I was walking through the callstacks and found that there is a LOT of checks in View::UpdateGeometries that do little. It is a fairly cheap function overall compared to the overall callstack, but adding a few more cache’s (or maybe an Event or two depending on how fast that call process is) could cut out a lot of the tests. Specially in my scene I am noticing on line 1179 the loop of for (unsigned i = 0; i < renderPath_->commands_.Size(); ++i) are testing all of the renderPaths for if (!IsNecessary(command)) and if (command.type_ == CMD_SCENEPASS), wouldn’t it be better to have a dedicated cache/vector for the ones that fullfill these that are updated as necessary instead of looping? This one overall is trivial though, the big one that had a lot of hits on my scene was on line 1219 the loop of for (PODVector<Drawable*>::Iterator i = geometries_.Begin(); i != geometries_.End(); ++i) loops over all geometries, of which there are quite a lot, but it just tests for either if (type == UPDATE_MAIN_THREAD) or else if (type == UPDATE_WORKER_THREAD), yet all of them in my scene are UPDATE_NONE, so it is looping needlessly.

Just a notice I had, it is still very little time compared to, say, just clearing the screen, but it looks like a simple optimization that could potentially give a noticeable boost, though tests would say for sure instead of just guessing. :slight_smile:

Looping the renderpath commands even several times should basically be negligible, and it doesn’t grow with the number of scene objects.

The question of looping through the geometries to find out how they’re updated is a good one, that can possibly be moved as part of the base pass gathering.

Generally, a profiler like CodeAnalyst will know best the code hotspots.

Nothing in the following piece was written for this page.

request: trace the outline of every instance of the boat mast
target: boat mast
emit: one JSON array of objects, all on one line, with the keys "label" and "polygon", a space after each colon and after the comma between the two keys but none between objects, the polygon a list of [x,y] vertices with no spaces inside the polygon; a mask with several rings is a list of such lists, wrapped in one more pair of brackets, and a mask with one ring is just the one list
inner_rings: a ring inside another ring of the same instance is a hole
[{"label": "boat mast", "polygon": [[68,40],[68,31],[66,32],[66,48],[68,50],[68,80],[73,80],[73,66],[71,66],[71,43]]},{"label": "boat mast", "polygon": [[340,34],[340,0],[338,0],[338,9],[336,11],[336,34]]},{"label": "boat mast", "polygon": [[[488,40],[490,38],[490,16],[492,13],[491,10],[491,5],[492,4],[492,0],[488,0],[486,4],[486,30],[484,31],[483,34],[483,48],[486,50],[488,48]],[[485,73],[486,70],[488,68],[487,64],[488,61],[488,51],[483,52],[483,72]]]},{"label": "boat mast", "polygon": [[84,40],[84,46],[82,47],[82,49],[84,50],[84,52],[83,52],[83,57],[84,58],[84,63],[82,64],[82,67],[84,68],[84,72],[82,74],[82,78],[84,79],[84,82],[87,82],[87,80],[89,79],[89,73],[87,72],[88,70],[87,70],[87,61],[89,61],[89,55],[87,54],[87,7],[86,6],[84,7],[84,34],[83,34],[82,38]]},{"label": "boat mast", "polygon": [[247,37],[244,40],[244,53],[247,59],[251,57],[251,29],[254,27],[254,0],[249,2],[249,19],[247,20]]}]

EDIT: after going through the code, I cannot in good conscience move the geometry’s update type check earlier. It’s probably something that would never effect 99.9% of cases, but there’s the odd possibility that due to some interaction, eg. when an object is viewed from multiple views, it would first return being OK with a threaded update, but later (close to rendering) it would actually decide it needs a main thread update, for example updating its vertex buffer. In that case, if we had already determined it to want a threaded update and went with that, we’d crash. It has to be noted that it would be a nice optimization, because in the HugeObjectCount sample I see the SortAndUpdateGeometry block to take 0.5 ms, which cannot be called negligible anymore. That scene has 62500 objects though, so it’s an extreme case.

EDIT 2: by re-checking threaded updated drawables (there should be very few of them) just before they’re put to the threaded queue, the optimization should be safe.